Knowing full well the gravity and importance of the 50th installment of Third Man Records’ Vault subscription series, here in its entirety is the White Stripes legendary night at the Detroit Institute of Arts. With striking soundboard audio that wonderfully captures the energy radiating off the band that evening while subtly balancing the cavernous BOOM of tube amplifiers in a room with only bodies to deaden the sound, the two LPs here are lovingly pressed on red and white vinyl. All sounds were painstakingly mastered, cut, and pressed at the Third Man Cass Corridor premises, less than a mile down the road from the marble fortress of the DIA.
Utilizing said audio as its bedrock, the package also features a pro-shot DVD of the complete White Stripes performance, sourced directly from the previously untapped video archives of the Detroit Institute of Arts. Vibrant and captivating, the footage manages to bring the viewer into the room, transported to the time and place where such magnetism unfurled.
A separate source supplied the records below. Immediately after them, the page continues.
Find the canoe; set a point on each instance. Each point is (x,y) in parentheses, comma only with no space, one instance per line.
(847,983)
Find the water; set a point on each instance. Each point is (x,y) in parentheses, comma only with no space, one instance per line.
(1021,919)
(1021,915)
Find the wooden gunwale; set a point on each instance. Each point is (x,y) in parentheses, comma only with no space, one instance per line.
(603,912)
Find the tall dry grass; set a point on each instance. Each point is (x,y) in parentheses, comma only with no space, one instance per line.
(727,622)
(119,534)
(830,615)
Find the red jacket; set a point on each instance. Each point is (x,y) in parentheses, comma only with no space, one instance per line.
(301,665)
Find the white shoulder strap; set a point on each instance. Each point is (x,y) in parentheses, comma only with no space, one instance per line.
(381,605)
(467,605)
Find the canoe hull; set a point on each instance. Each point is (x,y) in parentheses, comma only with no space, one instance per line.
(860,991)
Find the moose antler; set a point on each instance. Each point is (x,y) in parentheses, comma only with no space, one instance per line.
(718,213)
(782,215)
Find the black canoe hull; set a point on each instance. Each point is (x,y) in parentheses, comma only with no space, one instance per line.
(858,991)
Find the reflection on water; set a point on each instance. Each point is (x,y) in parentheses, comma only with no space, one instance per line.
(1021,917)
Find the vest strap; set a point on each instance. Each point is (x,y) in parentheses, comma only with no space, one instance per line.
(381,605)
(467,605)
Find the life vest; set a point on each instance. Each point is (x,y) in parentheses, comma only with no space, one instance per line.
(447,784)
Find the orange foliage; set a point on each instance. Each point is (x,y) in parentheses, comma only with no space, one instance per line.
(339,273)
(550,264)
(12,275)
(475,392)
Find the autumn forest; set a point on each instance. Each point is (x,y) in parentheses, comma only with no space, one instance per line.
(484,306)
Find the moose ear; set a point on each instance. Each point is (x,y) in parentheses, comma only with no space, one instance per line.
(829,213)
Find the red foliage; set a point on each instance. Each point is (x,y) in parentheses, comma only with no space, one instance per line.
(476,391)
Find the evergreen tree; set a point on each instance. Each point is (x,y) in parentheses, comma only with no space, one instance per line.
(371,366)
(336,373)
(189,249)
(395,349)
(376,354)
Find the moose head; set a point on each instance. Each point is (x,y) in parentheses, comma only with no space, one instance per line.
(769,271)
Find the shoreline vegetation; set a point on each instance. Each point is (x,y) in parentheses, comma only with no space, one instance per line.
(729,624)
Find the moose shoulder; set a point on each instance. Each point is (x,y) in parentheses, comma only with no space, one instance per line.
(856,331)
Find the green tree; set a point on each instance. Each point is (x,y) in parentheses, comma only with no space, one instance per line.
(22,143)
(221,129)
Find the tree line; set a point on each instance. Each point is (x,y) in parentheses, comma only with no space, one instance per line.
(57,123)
The artwork here utilizes a cache of previously unseen images shot that day by noted Detroit photographer Steve Shaw. Capturing the band at delightfully opposing tableaus...the strikingly empty soundcheck where skylights find the sun dappled mise en scene of Rivera’s murals as a humbling backdrop to the hauntingly dark and imposing mid-set overhead spotlit vignette of Jack and Meg....the imagery here is among the best we have ever had the luxury of using for such an important moment in the White Stripes’ history. Gracing both the LP and DVD covers, the choicest Shaw images are reproduced here in a collection of four stunning photographic prints.
The White Stripes' at the Detroit Institute of Arts was an exercise in inherent juxtapositions. The best and the worst. High art and low art. Big rooms and little rooms. Past and present. Respect and irreverence. Hyper-local and widely global. Emptiness and overcrowding. Darkness and light. The White Stripes embody and attack all of these. A mess of contradictions laid bare for all to see and listen and love.